Third, Korea can best be characterized as a friendly country that is not currently known to pose unacceptable hostage risks. Whatever potential security risks arise as the result of Applicant's having in-laws in Korea, they are by every reasonable measure mitigated. This situation is in marked contrast to a situation extant in a country with interests inimical to those of the United States. Despite some history of economic and proprietary intelligence gathering, Korea remains a friend of the United States and is a country whose democratic institutions are not incompatible with our own traditions and respect for human rights and the rule of law. While the foreign influence provisions of the Adjudicative Guidelines are ostensibly neutral as to the nature of the subject country, they should not be construed to ignore the geopolitical aims and policies of the particular foreign regime involved. Korea, while reported to target the United States and its companies in the past for economic and proprietary information, is still a country with no known recent history of hostage taking or disposition for exerting undue influence to obtain either classified information, or unclassified economic and proprietary data. Combined with the determinations above, I find that any potential security concerns attributable to Applicant's extended family in Korea are sufficiently mitigated to permit safe predictive judgments about Applicant's ability to withstand any such risks of undue influence. Therefore, I am persuaded by the totality of the evidence in this case that it is clearly consistent with the national interest to grant or continue a security clearance for this Applicant.
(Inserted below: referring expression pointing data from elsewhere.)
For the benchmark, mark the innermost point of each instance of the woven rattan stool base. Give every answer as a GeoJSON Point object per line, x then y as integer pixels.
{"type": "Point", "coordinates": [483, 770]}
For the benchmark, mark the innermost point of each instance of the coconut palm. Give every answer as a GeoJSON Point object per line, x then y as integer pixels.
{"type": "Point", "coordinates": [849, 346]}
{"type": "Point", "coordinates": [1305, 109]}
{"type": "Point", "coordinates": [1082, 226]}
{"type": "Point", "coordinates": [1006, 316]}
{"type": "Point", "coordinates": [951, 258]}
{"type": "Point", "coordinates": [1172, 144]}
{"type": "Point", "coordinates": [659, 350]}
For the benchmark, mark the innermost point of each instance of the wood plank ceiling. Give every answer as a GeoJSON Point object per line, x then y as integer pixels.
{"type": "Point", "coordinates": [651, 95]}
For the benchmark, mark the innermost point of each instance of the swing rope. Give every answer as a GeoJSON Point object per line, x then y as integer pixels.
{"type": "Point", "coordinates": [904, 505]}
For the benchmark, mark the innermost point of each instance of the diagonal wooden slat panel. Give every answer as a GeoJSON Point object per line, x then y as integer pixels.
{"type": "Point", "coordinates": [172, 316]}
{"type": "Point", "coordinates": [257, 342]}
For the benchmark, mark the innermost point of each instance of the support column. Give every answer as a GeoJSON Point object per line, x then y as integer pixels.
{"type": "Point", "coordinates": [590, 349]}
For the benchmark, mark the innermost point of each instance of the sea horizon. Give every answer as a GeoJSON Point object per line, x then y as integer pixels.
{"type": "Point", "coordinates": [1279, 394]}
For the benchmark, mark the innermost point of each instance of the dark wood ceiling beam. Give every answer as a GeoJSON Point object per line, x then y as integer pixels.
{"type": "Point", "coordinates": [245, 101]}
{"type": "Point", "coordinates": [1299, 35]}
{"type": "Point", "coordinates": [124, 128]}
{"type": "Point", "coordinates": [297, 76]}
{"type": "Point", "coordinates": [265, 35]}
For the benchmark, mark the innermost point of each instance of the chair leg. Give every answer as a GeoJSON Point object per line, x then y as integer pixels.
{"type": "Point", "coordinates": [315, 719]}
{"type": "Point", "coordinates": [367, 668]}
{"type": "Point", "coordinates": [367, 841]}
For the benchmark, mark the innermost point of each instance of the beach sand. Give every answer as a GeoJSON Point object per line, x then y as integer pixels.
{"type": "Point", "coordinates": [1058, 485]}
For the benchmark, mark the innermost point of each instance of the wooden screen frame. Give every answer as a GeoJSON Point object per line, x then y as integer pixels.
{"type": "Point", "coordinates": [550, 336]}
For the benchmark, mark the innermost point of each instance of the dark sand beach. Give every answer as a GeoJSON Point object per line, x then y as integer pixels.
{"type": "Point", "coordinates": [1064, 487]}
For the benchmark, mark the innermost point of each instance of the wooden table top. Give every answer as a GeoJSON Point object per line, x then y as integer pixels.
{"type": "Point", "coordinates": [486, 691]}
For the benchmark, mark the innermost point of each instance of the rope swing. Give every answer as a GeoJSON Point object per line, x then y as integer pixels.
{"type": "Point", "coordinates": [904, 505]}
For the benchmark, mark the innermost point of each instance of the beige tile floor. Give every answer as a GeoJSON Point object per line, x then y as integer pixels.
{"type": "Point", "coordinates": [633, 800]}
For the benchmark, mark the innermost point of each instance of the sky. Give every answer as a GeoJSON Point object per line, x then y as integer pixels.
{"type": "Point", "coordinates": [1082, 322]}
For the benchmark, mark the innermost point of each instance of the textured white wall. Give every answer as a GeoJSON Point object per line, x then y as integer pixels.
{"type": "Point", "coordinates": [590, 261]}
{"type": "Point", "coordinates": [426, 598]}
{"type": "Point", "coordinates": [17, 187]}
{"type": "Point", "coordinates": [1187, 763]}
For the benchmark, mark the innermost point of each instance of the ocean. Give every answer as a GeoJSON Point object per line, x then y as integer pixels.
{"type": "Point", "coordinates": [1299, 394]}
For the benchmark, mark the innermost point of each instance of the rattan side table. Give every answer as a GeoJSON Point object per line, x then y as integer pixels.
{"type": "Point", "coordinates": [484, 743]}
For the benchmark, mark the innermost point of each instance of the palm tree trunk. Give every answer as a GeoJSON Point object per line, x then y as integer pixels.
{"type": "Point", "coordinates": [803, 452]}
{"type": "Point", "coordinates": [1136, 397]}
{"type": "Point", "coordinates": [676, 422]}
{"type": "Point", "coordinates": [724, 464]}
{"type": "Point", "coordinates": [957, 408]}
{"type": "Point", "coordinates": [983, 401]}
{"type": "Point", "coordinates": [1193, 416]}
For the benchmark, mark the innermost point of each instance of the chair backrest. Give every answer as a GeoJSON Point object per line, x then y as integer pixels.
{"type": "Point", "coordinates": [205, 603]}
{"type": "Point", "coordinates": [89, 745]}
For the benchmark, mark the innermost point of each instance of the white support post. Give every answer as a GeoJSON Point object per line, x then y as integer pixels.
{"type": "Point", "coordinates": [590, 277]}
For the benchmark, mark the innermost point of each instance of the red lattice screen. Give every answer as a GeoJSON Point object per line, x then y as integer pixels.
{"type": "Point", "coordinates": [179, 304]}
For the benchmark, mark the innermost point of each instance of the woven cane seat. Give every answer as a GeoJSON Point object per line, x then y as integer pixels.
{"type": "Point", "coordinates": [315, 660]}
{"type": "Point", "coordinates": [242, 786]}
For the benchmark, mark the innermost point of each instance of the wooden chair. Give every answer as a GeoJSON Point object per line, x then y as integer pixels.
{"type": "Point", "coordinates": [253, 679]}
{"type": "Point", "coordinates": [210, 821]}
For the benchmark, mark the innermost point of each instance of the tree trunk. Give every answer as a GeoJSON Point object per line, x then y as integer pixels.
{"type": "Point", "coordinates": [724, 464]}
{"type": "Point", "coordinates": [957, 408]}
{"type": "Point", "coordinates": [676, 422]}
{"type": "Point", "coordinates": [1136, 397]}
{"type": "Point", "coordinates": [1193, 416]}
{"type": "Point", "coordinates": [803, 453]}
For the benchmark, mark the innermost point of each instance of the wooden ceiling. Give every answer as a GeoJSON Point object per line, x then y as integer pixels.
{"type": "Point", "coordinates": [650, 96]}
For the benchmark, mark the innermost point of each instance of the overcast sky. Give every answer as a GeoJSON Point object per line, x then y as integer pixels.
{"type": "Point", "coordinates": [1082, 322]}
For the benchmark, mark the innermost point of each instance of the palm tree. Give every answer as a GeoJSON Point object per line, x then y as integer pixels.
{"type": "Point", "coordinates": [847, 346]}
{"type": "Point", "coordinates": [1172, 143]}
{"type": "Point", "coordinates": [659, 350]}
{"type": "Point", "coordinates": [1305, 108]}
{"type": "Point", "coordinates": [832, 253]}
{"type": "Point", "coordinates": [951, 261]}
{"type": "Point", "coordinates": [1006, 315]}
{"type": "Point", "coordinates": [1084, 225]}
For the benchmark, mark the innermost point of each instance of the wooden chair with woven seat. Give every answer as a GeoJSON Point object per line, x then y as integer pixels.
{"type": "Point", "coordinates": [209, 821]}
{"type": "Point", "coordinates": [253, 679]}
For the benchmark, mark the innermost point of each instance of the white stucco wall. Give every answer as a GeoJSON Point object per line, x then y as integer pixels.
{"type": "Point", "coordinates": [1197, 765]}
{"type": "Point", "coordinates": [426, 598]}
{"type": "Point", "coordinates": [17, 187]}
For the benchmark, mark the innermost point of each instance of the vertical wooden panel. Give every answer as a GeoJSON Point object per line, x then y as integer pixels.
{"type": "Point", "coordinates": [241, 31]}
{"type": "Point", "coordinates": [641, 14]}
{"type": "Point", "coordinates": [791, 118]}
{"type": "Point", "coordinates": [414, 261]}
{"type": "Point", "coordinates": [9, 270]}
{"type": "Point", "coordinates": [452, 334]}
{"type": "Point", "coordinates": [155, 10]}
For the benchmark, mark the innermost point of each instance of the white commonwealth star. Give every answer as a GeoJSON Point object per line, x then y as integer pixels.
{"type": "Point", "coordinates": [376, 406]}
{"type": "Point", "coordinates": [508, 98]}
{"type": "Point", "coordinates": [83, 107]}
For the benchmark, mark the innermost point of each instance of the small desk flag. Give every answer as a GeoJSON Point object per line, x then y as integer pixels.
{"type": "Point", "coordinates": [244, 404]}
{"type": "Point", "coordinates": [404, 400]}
Accordingly, Guideline B is decided for Applicant
Formal findings For or Against Applicant on the allegations set forth in the SOR, as required by Section E3.1.2.5 of Enclosure 3 of the Directive are:
Paragraph 1. Guideline B For the Applicant
Subparagraph 1.a: For the Applicant
Subparagraph 1.b: For the Applicant
Subparagraph 1.c: For the Applicant
Subparagraph 1.d: For the Applicant
Subparagraph 1.e: For the Applicant
In light of all the circumstances presented by the record in this case, it is clearly consistent with the national interest to grant or continue a security clearance for Applicant. Clearance is granted.